Working from a building on the side of the former post office in Putfontein, Maxwell allegedly gave out false injections and other strange treatments, like putting patients through “tubes”, which was to allow him to see inside their bodies.
Maxwell was outwardly seen as a committed humanitarian, but in private the mercenary leader was something else – one who even expressed joy in the dawn of an epidemic, documents collected by the film/documentary makers suggested.
In one of the papers, he writes: “[South Africa] may well have one man, one vote with a white majority by the year 2000. Religion in its conservative, traditional form will return. Abortion on demand, abuse of drugs, and the other excesses of the 1960s, 70s, and 80s will have no place in the post-Aids world.”
The film further discovered the murder of one of his recruits in 1990, believed to have been killed because of her work on an AIDS-related project undertaken by the group in southern Africa.
The deceased, Dagmar Feil, a marine biologist, had raised concerns about the group’s medical programmes. According to Jones, she was recruited to do “medical research.”
“She progressed and she became part of the inner circle for operations. She went to Mozambique to fulfill her obligations and … word got out that she was going to testify.”

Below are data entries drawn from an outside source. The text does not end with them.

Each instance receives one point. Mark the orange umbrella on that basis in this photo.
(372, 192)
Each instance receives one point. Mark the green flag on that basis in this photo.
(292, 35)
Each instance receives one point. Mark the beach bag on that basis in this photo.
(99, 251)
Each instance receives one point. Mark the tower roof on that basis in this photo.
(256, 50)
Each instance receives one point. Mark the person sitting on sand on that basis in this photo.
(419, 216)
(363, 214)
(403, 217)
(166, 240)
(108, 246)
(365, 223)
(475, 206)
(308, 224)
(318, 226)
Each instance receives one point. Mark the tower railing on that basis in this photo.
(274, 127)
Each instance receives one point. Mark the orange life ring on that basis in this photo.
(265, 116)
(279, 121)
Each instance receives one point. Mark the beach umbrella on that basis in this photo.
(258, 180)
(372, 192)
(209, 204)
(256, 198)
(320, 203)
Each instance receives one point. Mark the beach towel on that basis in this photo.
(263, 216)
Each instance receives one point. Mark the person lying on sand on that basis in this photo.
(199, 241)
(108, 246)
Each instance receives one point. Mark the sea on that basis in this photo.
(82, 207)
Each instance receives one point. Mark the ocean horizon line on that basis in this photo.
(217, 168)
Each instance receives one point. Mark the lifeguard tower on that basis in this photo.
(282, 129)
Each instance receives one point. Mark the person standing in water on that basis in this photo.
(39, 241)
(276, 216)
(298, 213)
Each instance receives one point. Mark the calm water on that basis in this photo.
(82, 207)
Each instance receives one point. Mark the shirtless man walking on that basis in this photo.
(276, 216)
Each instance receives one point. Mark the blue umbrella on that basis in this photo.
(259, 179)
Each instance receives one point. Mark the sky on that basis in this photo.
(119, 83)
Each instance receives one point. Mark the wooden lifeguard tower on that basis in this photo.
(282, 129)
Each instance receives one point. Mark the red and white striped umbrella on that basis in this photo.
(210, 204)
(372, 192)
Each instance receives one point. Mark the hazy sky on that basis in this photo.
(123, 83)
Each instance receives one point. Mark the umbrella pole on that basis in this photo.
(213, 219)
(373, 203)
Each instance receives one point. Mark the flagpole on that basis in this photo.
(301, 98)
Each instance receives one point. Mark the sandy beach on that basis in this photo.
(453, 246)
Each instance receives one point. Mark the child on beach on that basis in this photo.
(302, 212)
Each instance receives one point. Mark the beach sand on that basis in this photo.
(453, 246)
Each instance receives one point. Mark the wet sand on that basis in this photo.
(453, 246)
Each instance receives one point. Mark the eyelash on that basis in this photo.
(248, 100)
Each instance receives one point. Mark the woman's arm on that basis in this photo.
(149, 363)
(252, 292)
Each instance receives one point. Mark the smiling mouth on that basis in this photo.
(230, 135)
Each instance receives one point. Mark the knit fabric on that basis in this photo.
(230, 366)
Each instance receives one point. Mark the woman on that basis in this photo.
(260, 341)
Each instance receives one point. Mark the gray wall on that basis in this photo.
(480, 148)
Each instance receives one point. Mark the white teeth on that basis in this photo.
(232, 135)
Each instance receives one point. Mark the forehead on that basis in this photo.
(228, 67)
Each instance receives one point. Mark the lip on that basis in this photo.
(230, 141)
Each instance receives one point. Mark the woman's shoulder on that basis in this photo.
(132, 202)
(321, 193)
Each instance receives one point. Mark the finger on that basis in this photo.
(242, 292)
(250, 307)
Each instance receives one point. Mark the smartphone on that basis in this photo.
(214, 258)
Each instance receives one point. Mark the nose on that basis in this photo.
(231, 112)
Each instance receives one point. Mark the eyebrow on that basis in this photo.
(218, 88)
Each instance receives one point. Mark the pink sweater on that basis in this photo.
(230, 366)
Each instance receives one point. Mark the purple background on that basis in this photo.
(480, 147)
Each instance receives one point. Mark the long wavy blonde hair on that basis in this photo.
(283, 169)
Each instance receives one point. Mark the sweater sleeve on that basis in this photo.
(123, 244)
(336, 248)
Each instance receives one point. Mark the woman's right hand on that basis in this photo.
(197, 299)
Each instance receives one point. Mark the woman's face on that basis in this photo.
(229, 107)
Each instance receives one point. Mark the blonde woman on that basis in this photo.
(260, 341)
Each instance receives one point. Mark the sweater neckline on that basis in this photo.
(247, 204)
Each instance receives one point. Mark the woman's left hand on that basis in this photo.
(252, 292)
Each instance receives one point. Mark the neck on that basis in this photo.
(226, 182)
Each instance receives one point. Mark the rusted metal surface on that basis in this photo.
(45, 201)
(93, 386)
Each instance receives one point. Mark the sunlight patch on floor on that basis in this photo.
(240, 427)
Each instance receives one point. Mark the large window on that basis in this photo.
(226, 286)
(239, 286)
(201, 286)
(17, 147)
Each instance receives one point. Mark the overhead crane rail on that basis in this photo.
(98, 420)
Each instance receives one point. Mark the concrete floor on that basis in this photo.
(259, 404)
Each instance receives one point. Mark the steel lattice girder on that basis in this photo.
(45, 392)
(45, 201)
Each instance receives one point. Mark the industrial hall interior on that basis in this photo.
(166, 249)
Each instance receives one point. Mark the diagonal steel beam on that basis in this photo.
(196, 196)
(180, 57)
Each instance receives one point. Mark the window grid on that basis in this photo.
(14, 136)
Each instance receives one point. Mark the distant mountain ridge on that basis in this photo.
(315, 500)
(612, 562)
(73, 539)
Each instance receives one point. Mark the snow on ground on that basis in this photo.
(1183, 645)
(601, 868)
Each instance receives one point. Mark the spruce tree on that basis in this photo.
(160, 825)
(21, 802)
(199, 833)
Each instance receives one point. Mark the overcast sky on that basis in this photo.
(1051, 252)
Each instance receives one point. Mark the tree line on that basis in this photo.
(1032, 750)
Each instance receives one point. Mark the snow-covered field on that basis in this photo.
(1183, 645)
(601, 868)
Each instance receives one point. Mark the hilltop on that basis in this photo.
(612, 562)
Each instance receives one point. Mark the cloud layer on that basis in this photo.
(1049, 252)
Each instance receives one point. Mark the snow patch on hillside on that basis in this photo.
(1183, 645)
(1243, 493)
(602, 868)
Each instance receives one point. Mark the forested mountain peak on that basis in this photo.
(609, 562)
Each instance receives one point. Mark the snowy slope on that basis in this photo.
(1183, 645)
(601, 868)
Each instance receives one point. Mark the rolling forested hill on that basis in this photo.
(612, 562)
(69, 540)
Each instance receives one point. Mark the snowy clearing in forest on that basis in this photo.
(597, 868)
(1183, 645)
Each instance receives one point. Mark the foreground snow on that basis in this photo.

Feil’s family has since been seeking justice over the murder of their relative and was even present at South Africa’s truth and reconciliation commission on numerous occasions.
Maxwell and his group SAIMR were identified in 1998 when Archbishop Desmond Tutu presented the work of the South African truth commission, according to records.
The movement was subsequently described by British researcher Susan Williams in the book “Who Killed Hammarskjöld?” which looked into theories surrounding the death of the Secretary-General.
Maxwell died in 2006. Records state that the film sought after his widow, who debunked claims that her husband had been involved in secret military operations.
Cold Case Hammarskjöld will be released in Denmark on February 2.